L'Inscription de Zabad : Convergences du Grec, du Syriaque et de l'Arabe

Au seuil du VIe siècle, dans la pierre d'un linteau syrien, se fige un instant d'histoire religieuse et linguistique d'une valeur inestimable. L'inscription de Zabad, datée précisément de 512, offre un rare témoignage où l'arabe, encore balbutiant dans sa forme écrite monumentale, ose s'afficher aux côtés des prestigieux alphabets grec et syriaque.

Un linteau, trois alphabets

Nous sommes en 512 après Jésus-Christ, dans la province romaine de Syrie Première, au sud-est d'Alep. Sur le site de Zabad, une communauté chrétienne achève la construction d'un martyrium, un édifice dédié à la mémoire d'un saint martyr. Pour consacrer ce lieu, les bâtisseurs choisissent de graver la dédicace sur le linteau de la porte d'entrée. Ce bloc de basalte ne se contente pas de porter un message de foi ; il devient le support d'une rencontre culturelle tripartite.

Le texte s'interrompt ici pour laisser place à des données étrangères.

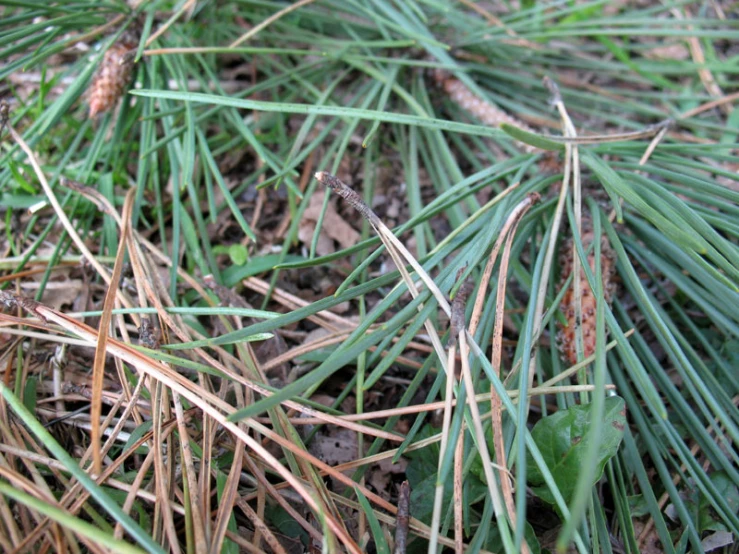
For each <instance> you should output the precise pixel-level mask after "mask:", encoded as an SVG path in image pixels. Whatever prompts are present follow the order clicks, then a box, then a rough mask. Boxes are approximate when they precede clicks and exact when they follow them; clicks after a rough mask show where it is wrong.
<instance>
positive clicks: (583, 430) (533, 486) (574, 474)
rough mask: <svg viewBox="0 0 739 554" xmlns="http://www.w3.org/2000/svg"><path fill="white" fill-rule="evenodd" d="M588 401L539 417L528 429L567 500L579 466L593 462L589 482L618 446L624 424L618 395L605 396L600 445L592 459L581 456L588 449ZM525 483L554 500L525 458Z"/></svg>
mask: <svg viewBox="0 0 739 554" xmlns="http://www.w3.org/2000/svg"><path fill="white" fill-rule="evenodd" d="M590 416H591V405H590V404H586V405H582V406H573V407H571V408H568V409H566V410H561V411H559V412H557V413H555V414H553V415H550V416H548V417H545V418H543V419H542V420H541V421H539V422H538V423H537V424H536V425H535V426H534V429H533V431H532V432H531V434H532V436H533V438H534V441H535V442H536V444H537V446H538V447H539V449H540V450H541V454H542V456H543V457H544V461H545V462H546V464H547V466H548V467H549V470H550V471H551V472H552V476H553V477H554V480H555V481H556V482H557V486H558V487H559V490H560V492H561V493H562V496H563V497H564V499H565V500H566V501H567V502H569V501H570V500H571V498H572V494H573V493H574V491H575V486H576V485H577V479H578V476H579V475H580V471H579V470H580V468H581V467H583V466H584V465H585V464H596V467H597V471H596V472H595V479H594V481H593V484H595V483H597V482H598V480H600V478H601V476H602V475H603V468H604V467H605V465H606V462H607V461H608V460H609V459H611V458H612V457H613V456H614V455H615V454H616V451H617V450H618V447H619V445H620V444H621V440H622V439H623V436H624V426H625V425H626V413H625V404H624V401H623V399H622V398H619V397H617V396H612V397H609V398H607V399H606V405H605V413H604V426H603V435H602V436H601V437H600V441H601V448H600V450H599V452H598V456H597V458H596V459H594V460H586V459H585V458H584V455H585V453H586V452H587V449H588V428H589V427H590V424H591V417H590ZM528 464H529V465H528V467H529V479H528V480H529V483H530V485H531V486H532V488H533V490H534V492H535V493H536V494H537V495H538V496H539V497H540V498H541V499H542V500H544V501H545V502H548V503H550V504H553V503H554V496H553V495H552V493H551V492H550V491H549V489H548V488H547V487H546V486H543V485H544V478H543V476H542V475H541V472H540V471H539V470H538V468H537V467H536V465H535V464H534V462H533V460H531V459H530V460H529V462H528Z"/></svg>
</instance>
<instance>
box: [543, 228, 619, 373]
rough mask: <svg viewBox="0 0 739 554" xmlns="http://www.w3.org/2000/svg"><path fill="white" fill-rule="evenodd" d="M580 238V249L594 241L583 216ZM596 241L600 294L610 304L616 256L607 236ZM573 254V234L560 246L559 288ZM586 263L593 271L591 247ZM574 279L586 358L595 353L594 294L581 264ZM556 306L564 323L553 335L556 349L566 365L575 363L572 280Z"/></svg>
mask: <svg viewBox="0 0 739 554" xmlns="http://www.w3.org/2000/svg"><path fill="white" fill-rule="evenodd" d="M581 238H582V245H583V249H584V250H585V251H586V252H587V251H588V249H590V247H591V245H592V244H593V240H595V234H594V232H593V224H592V221H591V220H590V218H589V217H585V216H584V217H583V220H582V233H581ZM600 241H601V242H600V268H601V280H602V281H603V294H604V297H605V300H606V302H608V304H610V303H611V300H612V298H613V296H614V295H615V293H616V283H615V282H614V276H615V273H616V255H615V253H614V251H613V249H612V248H611V245H610V243H609V242H608V237H606V236H605V235H601V237H600ZM575 255H576V254H575V251H574V243H573V237H570V238H568V239H567V240H566V241H565V242H564V244H563V245H562V249H561V255H560V263H561V266H562V277H561V280H560V285H559V289H560V290H561V289H562V287H563V286H565V283H566V282H567V280H568V279H569V277H570V275H572V270H573V257H574V256H575ZM588 265H589V266H590V269H591V271H592V272H593V273H595V249H592V250H591V251H590V252H589V253H588ZM577 278H578V279H580V290H581V291H582V310H581V313H582V321H581V326H582V338H583V357H584V358H587V357H588V356H592V355H593V354H595V340H596V334H595V309H596V304H597V298H596V297H595V294H594V293H593V290H592V289H591V288H590V284H589V283H588V280H587V277H586V276H585V271H584V269H583V268H582V267H580V275H579V276H578V277H577ZM560 308H561V310H562V312H563V313H564V316H565V319H566V320H567V325H562V324H561V323H560V324H558V327H559V333H558V335H557V343H558V346H559V351H560V354H561V355H562V359H563V360H565V361H566V362H568V363H569V364H570V365H575V364H576V363H577V362H578V359H577V347H576V341H575V336H576V335H575V333H576V332H577V331H576V330H577V322H576V318H575V313H576V310H575V287H574V280H573V282H572V283H571V284H570V287H569V289H568V290H567V292H566V293H565V295H564V297H563V298H562V304H561V305H560Z"/></svg>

Ce qui frappe l'observateur, c'est la juxtaposition des écritures. Sur cette même pierre, trois langues cohabitent, chacune occupant un espace qui reflète son statut et sa fonction sociale à cette époque charnière. C'est ici, dans le contexte géographique de sa découverte au nord de la Syrie, que l'on saisit toute la complexité de cette zone frontalière où les influences byzantines et sémitiques s'entremêlent.

La hiérarchie des langues dans la Syrie byzantine

La disposition des textes sur le linteau de Zabad n'est pas le fruit du hasard. Elle raconte une histoire de pouvoir, de liturgie et d'identité. Le grec et le syriaque y dominent largement, affirmant leur prééminence dans l'espace public et religieux de l'Antiquité tardive.

Le grec : langue du pouvoir et de la foi universelle

Le texte principal est rédigé en grec. C'est la langue de l'Empire byzantin, de l'administration et de la haute Église. L'inscription proclame la victoire de Dieu et dédie le linteau au martyr Saint Serge, figure vénérée dans toute la région. La gravure est soignée, officielle, destinée à être lue par les élites et à inscrire le bâtiment dans l'ordre impérial chrétien.

Le syriaque : l'ancrage local

Juste à côté, ou plutôt en interaction avec le grec, le syriaque s'affirme. Langue araméenne de la chrétienté orientale, elle est la langue du peuple et de la liturgie locale. Les noms des donateurs et des notables impliqués dans la construction y sont consignés. Le syriaque n'est pas ici une traduction servile du grec, mais une voix parallèle, celle de la communauté indigène qui affirme sa piété dans sa propre langue maternelle.

L'arabe à l'aube de sa fixation écrite

C'est cependant la troisième partie, plus modeste, qui attire aujourd'hui toute l'attention des historiens. Dans le registre inférieur, une ligne de texte se détache. Elle n'est ni grecque, ni syriaque. C'est de l'arabe. À une époque où cette langue est essentiellement orale et poétique, sa présence sur un monument de pierre est un événement majeur.

Une graphie en transition

L'inscription arabe de Zabad est l'un des plus anciens documents datés de l'arabe préislamique. Elle ne contient pas de longs discours théologiques, mais liste simplement des noms de personnes : « Que Dieu aide Serge, fils d'Amat Manaf, et Hani, fils de Mara al-Qays, et Serge, fils de Saad, et Sitr, et Shurayh ». Ces hommes, probablement des dignitaires arabes chrétiens intégrés à la communauté locale, ont tenu à laisser leur marque dans leur propre langue.

Les signes d'une identité distincte

L'écriture utilisée est fascinante : c'est une cursive qui s'éloigne déjà des formes rigides du nabatéen pour annoncer la fluidité de l'écriture arabe classique telle qu'elle sera fixée dans le Coran un siècle plus tard. La présence de ces croix chrétiennes encadrant les noms arabes témoigne de l'arabisation du christianisme dans les franges du désert syrien, bien avant l'avènement de l'Islam. C'est précisément cette transition graphique qui révèle toute l'importance historique et linguistique de l'inscription, véritable chaînon manquant reliant les alphabets antiques à l'arabe médiéval.

Ainsi, le linteau de Zabad demeure, quinze siècles plus tard, un témoin silencieux mais éloquent d'un monde où les identités se croisaient, se superposaient et s'écrivaient, pierre après pierre, lettre après lettre.